Our top picks are CNOOC Ltd (883 HK), Sembcorp Marine (SMM SP), Medco Energi Internasional (MEDC IJ), and Bumi Armada Bhd (BAB MK). For the Thai market, PTT Group is our preferred oil and gas play.
Following a series of disappointing earnings earlier in the 3Q results season, the market is now starting to see some earnings beats. As of November 10, we saw beats from GLOW (+10.7 per cent), GPSC (+13.5 per cent), and food (TU +14.25 per cent). Some results were in line such as GLOBAL (-1) and HMPRO (+4 per cent) while notable misses included BANPU (-26 per cent) and IVL (-19 percent). However, we still think it’s unlikely that there will be much in terms of year on year earnings growth for the SET index in 3Q given the scale of misses in the banking and energy sectors.
Meanwhile the Thai telco sector – which at one point fell between 10-25per cent since its October peak – has begun to recover from the initial shock of the NBTC’s spectrum auction announcement last week. We maintain our view that we should not see a repeat of the spectrum licence overbidding in 2015, and the selling was overdone. However, we acknowledge that this overhang could take several months before it is resolved.
Lacklustre 3Q17 earnings, a fading of foreign fund inflows and concerns about an expected US rate rise next month are likely to keep the SET index stuck in a narrow trading range this month. Nonetheless we expect continuing upbeat domestic macro data and year-end LTF buying to cushion market downside risks. Key drivers that should also support Thai equity prices include higher commodity prices, the rise in the Consumer Confidence Index to a six-month high, the November 11 to December 3 shopping tax break and strong tourist arrivals from Asia, particularly China.
Although aggregate bank earnings missed our forecast by 8 per cent, we view the sector as in the early stages of recovery and expect core profit and asset quality to continue to improve as the NPL cycle shifts from retail/SME toward corporates. Note that we have just upgraded our rating on SCB to “Buy” based on our view of a declining credit default risk by PACE.
If last week’s talks about likely postponement of US corporate income tax reduction to 2019 become true, the US stock markets will significantly drop as investors have priced in the US tax reduction, which was expected to start next year. On the contrary, if the US tax reduction postponement takes place, there will be positive sentiment for emerging stock markets and capital could flow into this region again.
In the short term, the US dollar is depreciating, which could give positive impacts on emerging-country currencies and the baht. However, it will limit the upside of export-oriented stocks in the short term again.
This week’s major issues include the review of stock list for MSCI and shopping tax incentives.

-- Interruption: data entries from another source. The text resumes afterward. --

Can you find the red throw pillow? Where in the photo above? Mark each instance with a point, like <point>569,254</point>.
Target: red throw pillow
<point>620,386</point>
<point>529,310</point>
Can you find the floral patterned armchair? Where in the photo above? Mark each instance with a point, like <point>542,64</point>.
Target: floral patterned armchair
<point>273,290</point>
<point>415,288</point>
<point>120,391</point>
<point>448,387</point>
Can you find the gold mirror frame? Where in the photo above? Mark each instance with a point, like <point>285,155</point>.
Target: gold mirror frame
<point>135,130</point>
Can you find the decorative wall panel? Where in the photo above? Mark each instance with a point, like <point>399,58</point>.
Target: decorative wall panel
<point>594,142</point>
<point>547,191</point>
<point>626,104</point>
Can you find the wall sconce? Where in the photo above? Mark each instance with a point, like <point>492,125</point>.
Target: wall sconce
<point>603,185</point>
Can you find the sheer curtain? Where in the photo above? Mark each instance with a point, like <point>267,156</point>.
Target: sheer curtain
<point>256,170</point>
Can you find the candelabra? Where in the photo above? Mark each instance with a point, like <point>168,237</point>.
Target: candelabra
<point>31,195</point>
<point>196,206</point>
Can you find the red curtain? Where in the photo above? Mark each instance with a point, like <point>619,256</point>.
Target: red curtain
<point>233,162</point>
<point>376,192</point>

The shopping tax incentives are expected to boost purchasing power particularly among middle-income earners at some level, while some retail stocks were factored in this issue and there may not be much further movement.
Investment strategy: The SET Index is expected to swing in a range of 1,650-1,750 points for the rest of this year. Its upside will be limited upon its valuation and downside will be sustained by LTF/RMF purchases. We continue “Selective” strategy. In the short term, we pick hire-purchase banks, auto parts makers, retail operators. Long-term stock picks are electronics and industrial estate.